We then toured the pediatric outpatient unit, where, at one point, the power went out.   The outage seemed to phase no one but us.

Finally we landed at Pediatric Oncology.  The room was about the size of a New York City loft, and steel frame beds straight out of the 1940’s lined the walls – each about three feet apart.   The mattresses were no more than three inches thick, and were covered with plastic and a thin sheet.  A few children were in their beds, and a few doctors huddled in the back of the room.   The rest of the children were gathered in a small room off to the side – in what appeared to be the playroom.   The playroom contained no toys, 22 children, about 15 child-sized chairs, two lunch tables, and a pile of the small mattresses stacked to the ceiling.   
Since no one appeared to be running the unit, and our arrival was unacknowledged, we took it upon ourselves to go play with the children.   They greeted us with excitement, though most of them spoke only Swahili.   Two were not only blind – they appeared to not have eyes at all.   Another clearly suffered from gigantism, and another only had one leg.   All, we assumed, also had a form of cancer.   
The children were entirely unmonitored for the first thirty minutes we were there.    We were shocked by the lack of structure and supervision.   Shortly before noon, a woman in an apron, who spoke only Swahili, appeared with a large tray and a stack of metal plates.   On the tray was a large pan filled with rice, and another large pan that was filled with what looked like beef stew.   Next to the pans was a plastic bag filled with foul smelling cream.  
Each child was given a ladle full of rice, a ladle full of stew, and some cream.   Nothing was provided to drink.
The woman motioned for us to help feed the children.   We did.
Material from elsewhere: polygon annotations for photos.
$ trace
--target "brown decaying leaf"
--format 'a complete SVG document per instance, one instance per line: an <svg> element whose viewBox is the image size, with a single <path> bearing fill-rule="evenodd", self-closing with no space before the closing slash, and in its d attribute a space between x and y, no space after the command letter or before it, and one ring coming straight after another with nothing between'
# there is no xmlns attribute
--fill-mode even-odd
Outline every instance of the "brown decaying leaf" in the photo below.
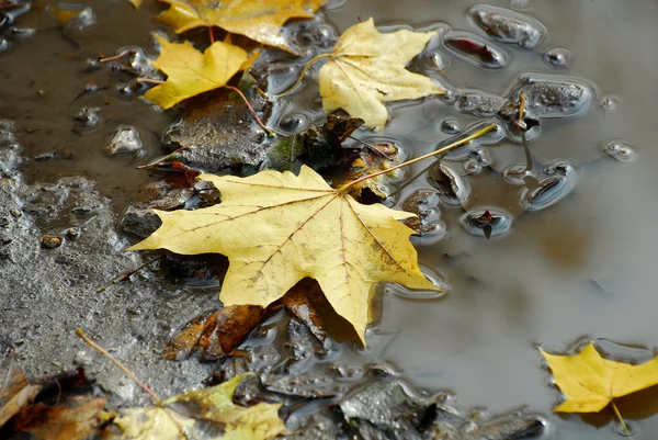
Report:
<svg viewBox="0 0 658 440"><path fill-rule="evenodd" d="M71 396L60 405L26 406L13 419L12 428L30 432L32 440L86 439L98 432L99 413L106 400L106 397Z"/></svg>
We stayed another thirty minutes and left for lunch.  
It was at this point that we realized that not once all morning had we seen anyone wash their hands.   Having just left the children, we all desperately wanted to give our hands a good deep clean.   We found the nearest bathroom, but there was no soap.  
Distressed, we used some hand sanitizer Dami had in her purse.   We were grateful she had thought to bring it along to the hospital.   Tomorrow we will all carry some in our pockets.

The afternoon was spent sitting in on a pathology class with the crew of third year medical students from the University of Nairobi.   The lecture was 2 hours long, and taught by a Kenyan version of Ben Stein.  

I could go on and on – about how different, how shocking, how sad the conditions at East Africa’s largest and most well-known hospital are – but I’m still trying to process it all in my own mind.  
Tomorrow we go back to Pediatrics, and will map out with Mary and Margaret how we can make the best use of our time at Kenyatta.  
I’m actually very much looking forward to it.